In the wake of its Boeing decision, the National Labor Relations Board continues to analyze various employee handbook and other policies to determine if they interfere with Section 7 employee concerted activity rights. On October 10, the board concluded that an employer’s confidentiality and media contact rules meet its revised test for permissible employment restrictions.
LA Specialty Products involved old employee handbook provisions that (1) prohibited employees from disclosing customer and vendor information and (2) limited media contacts to the company’s president. Employees filed an unfair labor practice claim, alleging that the policies violate Section 7 rights because they could deter workers from providing information to union organizers or from speaking with the media about working conditions.
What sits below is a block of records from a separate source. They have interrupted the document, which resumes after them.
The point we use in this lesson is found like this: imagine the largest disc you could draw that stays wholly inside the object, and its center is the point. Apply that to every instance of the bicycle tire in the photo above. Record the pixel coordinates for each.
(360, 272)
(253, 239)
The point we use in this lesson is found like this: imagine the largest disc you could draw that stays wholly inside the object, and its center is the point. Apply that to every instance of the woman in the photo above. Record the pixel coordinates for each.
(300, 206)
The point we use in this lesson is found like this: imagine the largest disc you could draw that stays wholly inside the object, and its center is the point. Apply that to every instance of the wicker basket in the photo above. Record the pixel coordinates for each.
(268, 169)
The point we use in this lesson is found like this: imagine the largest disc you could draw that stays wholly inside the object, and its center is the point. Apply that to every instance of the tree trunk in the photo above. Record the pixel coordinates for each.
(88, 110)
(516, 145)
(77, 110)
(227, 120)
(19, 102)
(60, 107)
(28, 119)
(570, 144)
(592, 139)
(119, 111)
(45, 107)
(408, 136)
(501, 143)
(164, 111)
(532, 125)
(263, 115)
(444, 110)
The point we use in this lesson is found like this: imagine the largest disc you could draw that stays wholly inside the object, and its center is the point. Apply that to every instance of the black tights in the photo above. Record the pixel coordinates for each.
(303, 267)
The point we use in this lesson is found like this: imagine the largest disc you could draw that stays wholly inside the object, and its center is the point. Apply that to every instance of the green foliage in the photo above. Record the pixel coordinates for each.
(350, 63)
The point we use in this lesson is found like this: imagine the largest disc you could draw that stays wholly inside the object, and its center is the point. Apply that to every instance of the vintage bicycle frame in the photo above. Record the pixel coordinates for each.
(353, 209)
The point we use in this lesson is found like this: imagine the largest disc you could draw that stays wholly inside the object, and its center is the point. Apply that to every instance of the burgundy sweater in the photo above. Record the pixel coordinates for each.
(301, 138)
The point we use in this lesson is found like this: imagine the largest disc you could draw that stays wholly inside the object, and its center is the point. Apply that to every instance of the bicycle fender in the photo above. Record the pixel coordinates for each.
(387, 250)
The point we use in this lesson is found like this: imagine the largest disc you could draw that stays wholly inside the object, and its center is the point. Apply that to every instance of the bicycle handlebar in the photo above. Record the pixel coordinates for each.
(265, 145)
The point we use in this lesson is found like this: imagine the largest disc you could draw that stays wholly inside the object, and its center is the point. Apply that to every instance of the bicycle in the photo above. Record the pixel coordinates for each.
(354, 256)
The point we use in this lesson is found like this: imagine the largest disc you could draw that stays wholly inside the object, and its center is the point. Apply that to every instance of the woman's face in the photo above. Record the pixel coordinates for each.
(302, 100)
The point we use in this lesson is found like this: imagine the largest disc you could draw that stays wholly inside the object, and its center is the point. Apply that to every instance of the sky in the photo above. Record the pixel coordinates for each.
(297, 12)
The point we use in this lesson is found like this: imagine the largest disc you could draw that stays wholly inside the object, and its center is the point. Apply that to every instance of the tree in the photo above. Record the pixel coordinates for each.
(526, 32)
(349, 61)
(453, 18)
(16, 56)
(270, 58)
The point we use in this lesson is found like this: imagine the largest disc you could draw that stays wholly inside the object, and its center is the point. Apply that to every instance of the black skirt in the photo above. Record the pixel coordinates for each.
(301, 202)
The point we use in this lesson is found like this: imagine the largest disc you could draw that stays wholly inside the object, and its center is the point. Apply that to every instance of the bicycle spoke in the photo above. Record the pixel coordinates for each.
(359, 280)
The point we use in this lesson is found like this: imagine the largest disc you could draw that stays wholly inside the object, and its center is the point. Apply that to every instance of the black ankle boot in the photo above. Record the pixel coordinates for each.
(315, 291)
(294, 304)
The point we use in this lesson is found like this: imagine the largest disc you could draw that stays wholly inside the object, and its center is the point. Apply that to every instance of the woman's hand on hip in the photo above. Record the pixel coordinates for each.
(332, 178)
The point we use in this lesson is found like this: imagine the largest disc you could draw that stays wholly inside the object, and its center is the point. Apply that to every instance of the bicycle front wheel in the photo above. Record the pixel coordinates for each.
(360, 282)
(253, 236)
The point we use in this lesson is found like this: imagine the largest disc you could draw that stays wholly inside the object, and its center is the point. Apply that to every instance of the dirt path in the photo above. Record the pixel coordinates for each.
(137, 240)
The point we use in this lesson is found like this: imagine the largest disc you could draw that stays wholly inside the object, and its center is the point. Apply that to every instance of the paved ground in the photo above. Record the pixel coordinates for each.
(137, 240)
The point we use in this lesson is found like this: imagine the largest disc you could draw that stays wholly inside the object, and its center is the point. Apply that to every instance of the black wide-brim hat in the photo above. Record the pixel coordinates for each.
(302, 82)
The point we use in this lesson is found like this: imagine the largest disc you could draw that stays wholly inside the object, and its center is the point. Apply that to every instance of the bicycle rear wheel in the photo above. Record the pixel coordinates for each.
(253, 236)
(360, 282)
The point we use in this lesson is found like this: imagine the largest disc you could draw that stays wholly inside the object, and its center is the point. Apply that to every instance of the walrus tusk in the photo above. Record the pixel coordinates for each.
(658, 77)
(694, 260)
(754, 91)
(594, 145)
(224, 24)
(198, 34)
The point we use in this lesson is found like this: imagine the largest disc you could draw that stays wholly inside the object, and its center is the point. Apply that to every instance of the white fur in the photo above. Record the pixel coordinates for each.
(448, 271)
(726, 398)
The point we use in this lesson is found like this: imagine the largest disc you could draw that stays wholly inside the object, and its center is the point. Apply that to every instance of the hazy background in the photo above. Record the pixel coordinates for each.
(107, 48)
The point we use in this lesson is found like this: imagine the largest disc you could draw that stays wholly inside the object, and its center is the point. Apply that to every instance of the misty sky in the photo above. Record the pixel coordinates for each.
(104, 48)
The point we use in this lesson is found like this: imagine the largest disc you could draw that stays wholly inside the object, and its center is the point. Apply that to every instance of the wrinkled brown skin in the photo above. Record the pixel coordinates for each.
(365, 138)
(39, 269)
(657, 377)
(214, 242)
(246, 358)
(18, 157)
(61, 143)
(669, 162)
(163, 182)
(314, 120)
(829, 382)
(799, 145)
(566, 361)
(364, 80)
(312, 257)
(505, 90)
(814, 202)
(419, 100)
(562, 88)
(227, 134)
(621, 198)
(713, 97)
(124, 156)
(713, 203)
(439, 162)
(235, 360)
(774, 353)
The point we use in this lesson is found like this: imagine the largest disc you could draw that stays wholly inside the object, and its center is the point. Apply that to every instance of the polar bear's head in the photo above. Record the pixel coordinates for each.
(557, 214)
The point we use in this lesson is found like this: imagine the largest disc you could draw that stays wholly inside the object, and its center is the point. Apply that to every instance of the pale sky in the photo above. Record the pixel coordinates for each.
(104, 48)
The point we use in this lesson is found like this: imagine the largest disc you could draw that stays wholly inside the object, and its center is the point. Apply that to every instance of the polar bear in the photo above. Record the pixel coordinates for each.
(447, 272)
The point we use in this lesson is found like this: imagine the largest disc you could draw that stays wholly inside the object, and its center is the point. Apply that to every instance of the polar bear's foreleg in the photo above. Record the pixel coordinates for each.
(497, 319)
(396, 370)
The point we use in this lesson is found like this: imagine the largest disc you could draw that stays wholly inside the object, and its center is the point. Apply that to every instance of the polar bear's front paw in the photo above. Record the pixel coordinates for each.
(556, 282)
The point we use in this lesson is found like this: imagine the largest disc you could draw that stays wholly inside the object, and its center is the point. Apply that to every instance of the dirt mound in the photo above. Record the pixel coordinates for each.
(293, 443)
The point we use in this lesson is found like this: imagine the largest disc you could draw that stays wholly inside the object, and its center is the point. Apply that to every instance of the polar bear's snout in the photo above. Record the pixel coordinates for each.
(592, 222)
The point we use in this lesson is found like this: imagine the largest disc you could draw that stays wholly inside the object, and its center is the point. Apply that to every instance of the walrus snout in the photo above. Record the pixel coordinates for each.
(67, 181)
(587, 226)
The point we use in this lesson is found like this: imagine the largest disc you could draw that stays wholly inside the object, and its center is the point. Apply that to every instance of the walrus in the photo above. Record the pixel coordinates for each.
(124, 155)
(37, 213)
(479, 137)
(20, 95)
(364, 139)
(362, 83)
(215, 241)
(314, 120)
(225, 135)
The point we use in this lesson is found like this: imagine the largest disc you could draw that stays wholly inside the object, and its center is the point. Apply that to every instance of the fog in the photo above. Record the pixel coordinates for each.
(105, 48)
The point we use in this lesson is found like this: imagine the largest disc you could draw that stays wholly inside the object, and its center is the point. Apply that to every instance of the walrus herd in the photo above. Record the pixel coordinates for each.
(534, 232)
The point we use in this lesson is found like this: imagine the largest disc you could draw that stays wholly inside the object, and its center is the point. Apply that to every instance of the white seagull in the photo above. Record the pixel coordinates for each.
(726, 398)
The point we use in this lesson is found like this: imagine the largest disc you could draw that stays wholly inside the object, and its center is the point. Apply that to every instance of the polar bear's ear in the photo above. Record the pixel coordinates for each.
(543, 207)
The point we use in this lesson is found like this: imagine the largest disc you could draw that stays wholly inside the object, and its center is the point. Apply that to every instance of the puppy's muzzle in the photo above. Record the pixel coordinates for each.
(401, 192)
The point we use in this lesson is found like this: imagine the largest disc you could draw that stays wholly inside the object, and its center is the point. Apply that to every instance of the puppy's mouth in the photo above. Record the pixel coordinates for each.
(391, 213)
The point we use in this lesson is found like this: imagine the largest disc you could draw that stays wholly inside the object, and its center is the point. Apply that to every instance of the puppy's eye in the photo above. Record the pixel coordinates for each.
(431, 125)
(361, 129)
In terms of the confidentiality policy, the NLRB noted that it is narrowly written to only cover customer and vendor information such as pricing. Employees would not reasonably read this rule to prohibit disclosure of customer or vendor identity.
For the media contact policy, by limiting responses to the company’s president, the policy only restricts communications that are made on behalf of the employer. Again, the board said that the policy could not be reasonably read to prohibit employees from speaking with the media about complaints over working conditions.
The board classified both policies as Category 1(a) under Boeing, meaning that they are permissible rules on their face, without the need for the employer to provide business justification for the restrictions. These decisions reflect an increasing unwillingness of the NLRB to prohibit standard employment policies absent unreasonably broad language that would be read by ordinary employees to interfere with their ability to organize.